Record Industry Bullies Pandora in Shakedown of Broadcast Radio

Record Industry Bullies Pandora in Shakedown of Broadcast Radio

American youth seem to perpetually be giving the world new words.  One such word is “pwn.” Wikipedia defines pwn as a “slang term derived from the verb own, as meaning to appropriate or to conquer to gain ownership. The term implies domination or humiliation of a rival.”  Pwn seems to describe exactly what the Recording Industry Artists of America (RIAA) is attempting to do to Pandora.

Pandora has been a supporter of the Internet Radio Fairness Act (IRFA), a bill to restructure royalties paid by Internet radio stations. Royalty rates for Internet radio currently set by the Copyright Royalties Board (CRB) in the Library of Congress seem to bear no relationship to real market forces. The IRFA is intended to encourage record labels to engage in free market negotiations with Internet radio stations by requiring the CRB to take into consideration market conditions and impacts. The idea is that the application of common sense at the CRB would inhibit unreasonable rate setting and make free market negotiations more appealing to record labels. 

RIAA, of course, vehemently opposed IFRA and played hard to protect their government inflated royalty rates. They trotted out artists from Pink Floyd to Cee Lo Green and relentlessly attacked IRFA and Pandora for pushing it. As far as Pandora goes, the RIAA won. Pandora recently announced that they are abandoning their pursuit of IRFA, choosing instead to focus their efforts on “other paths” to solve the problem of stratospheric and anti-competitive royalty rates.

But that’s not the end of the story. The same RIAA that seemingly just used its might to pound Pandora into submission is attempting to recruit Pandora’s support for an effort that would give the record industry even more power.

RIAA has worked with Rep. Mel Watt (D-NC) to introduce legislation slyly named the “Free Market Royalties Act” that would extend their royalty regime to broadcast radio and require payment to artists for airplay of their songs.
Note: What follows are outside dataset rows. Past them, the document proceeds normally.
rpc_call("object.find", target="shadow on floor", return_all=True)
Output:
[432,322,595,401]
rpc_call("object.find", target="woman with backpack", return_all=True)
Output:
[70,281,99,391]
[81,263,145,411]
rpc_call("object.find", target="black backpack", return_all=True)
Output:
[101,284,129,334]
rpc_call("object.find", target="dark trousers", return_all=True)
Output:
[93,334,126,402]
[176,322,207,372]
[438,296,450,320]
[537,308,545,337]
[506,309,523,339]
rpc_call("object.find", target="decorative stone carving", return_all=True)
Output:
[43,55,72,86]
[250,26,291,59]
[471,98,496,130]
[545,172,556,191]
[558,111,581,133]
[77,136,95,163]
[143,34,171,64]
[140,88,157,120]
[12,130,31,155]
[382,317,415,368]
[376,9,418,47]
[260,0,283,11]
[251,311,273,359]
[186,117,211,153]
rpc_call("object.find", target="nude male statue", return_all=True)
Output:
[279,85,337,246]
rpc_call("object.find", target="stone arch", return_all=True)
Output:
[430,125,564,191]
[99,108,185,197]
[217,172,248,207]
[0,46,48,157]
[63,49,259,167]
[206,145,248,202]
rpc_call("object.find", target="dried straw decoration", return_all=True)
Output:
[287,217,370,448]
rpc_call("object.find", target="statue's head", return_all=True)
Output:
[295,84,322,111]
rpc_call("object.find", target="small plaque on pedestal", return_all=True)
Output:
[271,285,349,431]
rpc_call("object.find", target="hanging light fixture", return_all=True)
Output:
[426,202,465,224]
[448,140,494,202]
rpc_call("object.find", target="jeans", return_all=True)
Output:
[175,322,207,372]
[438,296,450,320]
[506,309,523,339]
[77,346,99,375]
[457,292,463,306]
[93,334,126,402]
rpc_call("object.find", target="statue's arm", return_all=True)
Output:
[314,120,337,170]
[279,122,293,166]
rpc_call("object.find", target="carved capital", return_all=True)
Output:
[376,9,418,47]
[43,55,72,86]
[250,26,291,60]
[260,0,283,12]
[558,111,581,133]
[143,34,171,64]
The Watt bill would upend a generations old social compact where radio stations get to play artists’ music and artists in turn become rich selling records off of the exposure radio stations give them. Worse yet, the bill is a major record label power grab. It would grant the SoundExchange, a non-profit run by the recording industry monopoly power to set royalty rates for all music and be the sole agency for collecting and distributing royalties to artists. RIAA wants Pandora’s help to pass this bill.

The copyright system in the US is schizophrenic and filled with powerful warlords who have gamed the system to protect their own fiefdoms. Among the strongest of these is the recording industry. Of all companies in America, Pandora should be the most aware of this fact. Pandora supporting any proposal that grants even more power to the RIAA would be a Neville Chamberlin-style appeasement at its worst. Or as today’s youth would say, Pandora will be getting pwned.